Hazony received enthusiastic feedback from Christians as well, such as from Tom Bryson, who read it with a family book club: “From start to finish, we appreciated the insights you provided on what has been for us, evangelical Christians, a fairly enigmatic book of the Bible.”

Bill Weisel is an attorney and immigrant to Israel from Los Angeles who has served as general counsel for four publicly traded Israeli high-tech companies. He has applied the book’s political teachings to law and business, writing: “With the ideas and analytical tools that you so clearly demonstrate in your book, I became more effective at certain aspects of my work. I began to teach and mentor both lawyers and business people about how to navigate each company’s unique decision-making system.”

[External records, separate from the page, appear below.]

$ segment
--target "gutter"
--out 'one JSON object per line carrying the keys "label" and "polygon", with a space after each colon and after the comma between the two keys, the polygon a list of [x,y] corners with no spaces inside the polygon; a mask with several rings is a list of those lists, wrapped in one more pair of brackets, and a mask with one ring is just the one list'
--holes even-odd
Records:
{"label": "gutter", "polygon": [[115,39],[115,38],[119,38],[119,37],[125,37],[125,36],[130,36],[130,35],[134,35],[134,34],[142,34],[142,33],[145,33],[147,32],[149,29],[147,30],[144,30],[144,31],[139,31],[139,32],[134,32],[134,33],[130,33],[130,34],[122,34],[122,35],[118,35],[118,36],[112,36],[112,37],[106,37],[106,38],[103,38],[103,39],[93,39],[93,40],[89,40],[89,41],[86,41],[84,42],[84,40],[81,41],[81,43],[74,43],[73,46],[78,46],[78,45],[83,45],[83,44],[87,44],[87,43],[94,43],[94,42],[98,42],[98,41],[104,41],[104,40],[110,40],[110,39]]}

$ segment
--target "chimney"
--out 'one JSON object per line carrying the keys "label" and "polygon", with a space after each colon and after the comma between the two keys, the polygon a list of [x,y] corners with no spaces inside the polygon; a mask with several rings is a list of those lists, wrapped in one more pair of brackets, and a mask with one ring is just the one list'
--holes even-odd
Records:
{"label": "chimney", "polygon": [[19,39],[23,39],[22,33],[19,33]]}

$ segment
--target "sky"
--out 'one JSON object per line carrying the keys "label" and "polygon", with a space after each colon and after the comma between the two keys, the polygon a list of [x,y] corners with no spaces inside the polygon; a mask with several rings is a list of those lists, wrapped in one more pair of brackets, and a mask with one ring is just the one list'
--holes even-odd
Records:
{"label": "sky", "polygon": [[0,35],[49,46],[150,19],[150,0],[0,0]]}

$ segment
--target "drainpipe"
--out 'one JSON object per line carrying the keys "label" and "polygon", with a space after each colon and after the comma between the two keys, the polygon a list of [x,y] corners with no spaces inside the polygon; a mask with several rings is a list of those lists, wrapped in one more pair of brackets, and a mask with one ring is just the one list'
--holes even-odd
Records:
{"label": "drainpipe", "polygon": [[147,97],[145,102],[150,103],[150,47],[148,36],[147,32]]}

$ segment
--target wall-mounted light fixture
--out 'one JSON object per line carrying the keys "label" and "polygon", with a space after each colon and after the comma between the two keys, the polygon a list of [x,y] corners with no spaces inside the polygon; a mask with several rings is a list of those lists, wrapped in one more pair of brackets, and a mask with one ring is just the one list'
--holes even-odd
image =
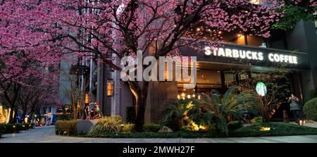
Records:
{"label": "wall-mounted light fixture", "polygon": [[89,103],[89,95],[88,93],[86,93],[85,94],[85,103]]}
{"label": "wall-mounted light fixture", "polygon": [[107,79],[107,96],[113,96],[113,80]]}

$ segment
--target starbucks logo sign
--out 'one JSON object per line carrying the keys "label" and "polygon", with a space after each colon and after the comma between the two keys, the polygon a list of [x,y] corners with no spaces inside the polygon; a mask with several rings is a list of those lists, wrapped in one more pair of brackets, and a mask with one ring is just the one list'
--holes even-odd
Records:
{"label": "starbucks logo sign", "polygon": [[259,82],[256,87],[256,93],[261,96],[264,96],[268,92],[266,84],[263,82]]}

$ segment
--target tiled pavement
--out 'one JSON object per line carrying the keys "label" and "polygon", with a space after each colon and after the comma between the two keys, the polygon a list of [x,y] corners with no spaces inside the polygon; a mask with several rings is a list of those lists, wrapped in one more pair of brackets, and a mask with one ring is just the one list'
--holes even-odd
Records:
{"label": "tiled pavement", "polygon": [[[317,124],[311,125],[317,127]],[[54,126],[36,127],[18,134],[2,134],[0,143],[317,143],[317,135],[210,138],[210,139],[104,139],[57,136]]]}

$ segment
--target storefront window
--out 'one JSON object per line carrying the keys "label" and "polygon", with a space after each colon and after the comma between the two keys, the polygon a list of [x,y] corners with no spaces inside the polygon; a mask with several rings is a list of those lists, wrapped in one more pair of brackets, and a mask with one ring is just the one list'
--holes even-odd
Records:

While Hazony names Esther as the “miracle” of Purim, only one woman’s note appeared in the stack of emails. Miriam Krupka, head of the Tanach Department at the Ramaz School in New York, invited Hazony to speak to her students, saying, “My students and I have spent many a thought-provoking class discussing your perspectives, most particularly on the Book of Esther.”

But then there’s this reporter. I have written two books influenced by “God and Politics in Esther,” and back in 2011, I felt compelled to send a fan letter of my own, saying, “It is an enduring classic, and so amazingly written. Thank you for being such an inspiration.”